Cimon placed a fresh garland of laurel on its head and after speaking the ancient prayer, most of the meaning of which is lost, he turned and headed downhill towards the Agora. We followed shouting and cheering in his wake. The sun rose; it would be the first truly hot day of the year.

By the time we’d reached the outskirts of the Agora we’d already broken and scattered a hostile group who tried to dispute our passage. Cimon felled their leader, a bearded drunk, with one swift vicious blow. Still a youth, but halfway to becoming the ruthless instrument of death of his mature years.

In the Agora things were calmer: at opposite ends were a group led by Themistocles’s brother and, at the end we entered, a group led by Xanthippus and Aristides. It appeared neither wanted things to deteriorate into a bloodbath. As we
passed Aristides shouted,

“How would your father react to the shame of you leading his clients to cast their sherds in favour of the enemies of his blood, son of Miltiades?”

I could see Cimon was stung by this: his face coloured but he walked on by, keeping his silence. Aristides shouted after him,

“Casting sherds in order to destroy the sacred principles of Eunomia and pass the city of the Goddess into the hands of those no better than barbarians.”

Cimon became a loyal, generous and open handed leader but never one who could dissemble: his emotions always lurked just beneath the surface. In this way he was like his father. This parting jibe was too much for his self-control. He turned and shouted back his own challenge and for a moment, two heroes out of the Trojan stories confronted each other.
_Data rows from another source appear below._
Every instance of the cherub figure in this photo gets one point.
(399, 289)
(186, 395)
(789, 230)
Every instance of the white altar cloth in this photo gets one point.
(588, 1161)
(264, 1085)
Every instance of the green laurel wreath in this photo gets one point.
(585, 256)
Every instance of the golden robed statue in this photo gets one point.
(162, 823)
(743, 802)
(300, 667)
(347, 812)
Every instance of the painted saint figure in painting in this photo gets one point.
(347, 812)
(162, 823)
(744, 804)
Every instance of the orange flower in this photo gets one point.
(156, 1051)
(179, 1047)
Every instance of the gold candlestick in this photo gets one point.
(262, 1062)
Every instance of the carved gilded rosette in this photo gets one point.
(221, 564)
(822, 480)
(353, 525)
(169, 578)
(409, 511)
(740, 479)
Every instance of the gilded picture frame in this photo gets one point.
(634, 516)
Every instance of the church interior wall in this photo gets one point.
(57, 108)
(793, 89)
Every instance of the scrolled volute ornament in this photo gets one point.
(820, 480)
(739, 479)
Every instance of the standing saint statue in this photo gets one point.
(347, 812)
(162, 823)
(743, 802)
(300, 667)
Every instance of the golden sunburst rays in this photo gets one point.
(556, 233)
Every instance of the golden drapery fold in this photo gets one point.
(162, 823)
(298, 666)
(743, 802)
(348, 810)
“You dare say that, Aristides? Standing beside the man who traduced my father in court and brought him down when he was too badly hurt to defend himself.”

I could see from Aristides’s face he regretted this, but not as much as Xanthippus who could see where Cimon’s ire was directed. This wasn’t just about the governance of the polis; this was blood feud. Like his father’s, Cimon’s anger once roused was slow to cool.

“Betrayed my father while he was fighting our city’s enemies, you worthless piece of Alkmaionid shit.”

His hands reached for the dagger at his belt and in the madness of that moment I think he would have killed Xanthippus – and bearing in mind where Xanthippus’s son has taken our city, maybe that would have been for the best. But of course, not being able to see the future, back then we didn’t know that.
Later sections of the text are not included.